Recorded as a series of demos on a 4-track cassette recorder by Springsteen alone in his home studio, Nebraska the album deals with regular, down-and-out characters (a lot of criminals and murderers) many of whom face intense crises or reckonings over the course of the songs. Nebraska is one album Springsteen never toured to promote because the subject matter is bleak. 

The first track on the album, the title track "Nebraska," is based specifically on Badlands

Badlands, the film, was Terrence Malick's first as a director. It tells the story of a young couple on a crime spree across the midwest in the 1950s. The film is loosely inspired by real-life spree-killer Charles Starkweather and his girlfriend Caril Ann Fugate. 

Listen to the track and see this excerpt of page 5 of Malick’s screenplay where characters Kit and Holly meet for the first time.

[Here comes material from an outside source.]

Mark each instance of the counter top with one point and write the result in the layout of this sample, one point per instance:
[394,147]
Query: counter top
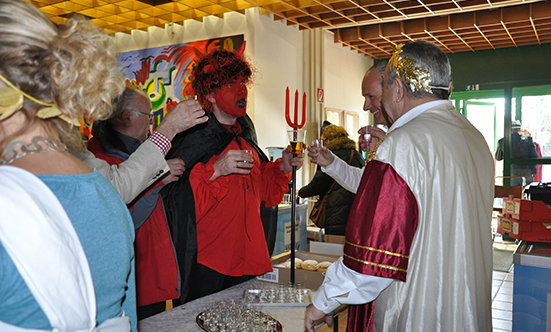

Holly twirls a baton on her front lawn... It's one of the first things we see in the film, as well as the lyric that opens the whole album. 

I saw her standing on her front lawn just twirling her baton
Me and her went for a ride, sir, and ten innocent people died
From the town of Lincoln, Nebraska, with a sawed-off .410 on my lap
Through to the badlands of Wyoming I killed everything in my path
I can't say that I'm sorry for the things that we done
At least for a little while, sir, me and her we had us some fun
Now, the jury brought in a guilty verdict, and the judge he sentenced me to death
Midnight in a prison storeroom with leather straps across my chest
Sheriff, when the man pulls that switch, sir, and snaps my poor head back
You make sure my pretty baby is sittin' right there on my lap
They declared me unfit to live, said into that great void my soul'd be hurled
They wanted to know why I did what I did
Well, sir, I guess there's just a meanness in this world

It's interesting to note that Springsteen was also inspired by the work of author Flannery O'Connor. The last two lyrics of "Nebraska" when the title character is about to be executed for his crimes and the authorities ask him why he did what he did, he says cagily: "Well, sir, I guess there's just a meanness in this world." The lyric bares a resemblance to the last few lines of the character "The Misfit" in O'Connor's short story "A Good Man is Hard to Find," where he talks about "No pleasure but meanness." 

It's a good reminder that art is a crucible where numerous influences can coexist. 

“Nebraska” isn’t the only track on the album with the mark of Badlands on it. The final track on the album “Reason to Believe” opens with lyrics about a man standing over a dead dog and poking it with a stick. The very same image opens Badlands.

With Nebraska and, indeed, all of his music, Bruce Springsteen is an inspiration for many a writer of film and television. His songs appear on countless soundtracks. The song "State Trooper" from Nebraska is featured as the end credits song in an episode of The Sopranos.  In his songs, there's a vibe. The same vibe can be found in the pages of Terrence Malick's Badlands screenplay.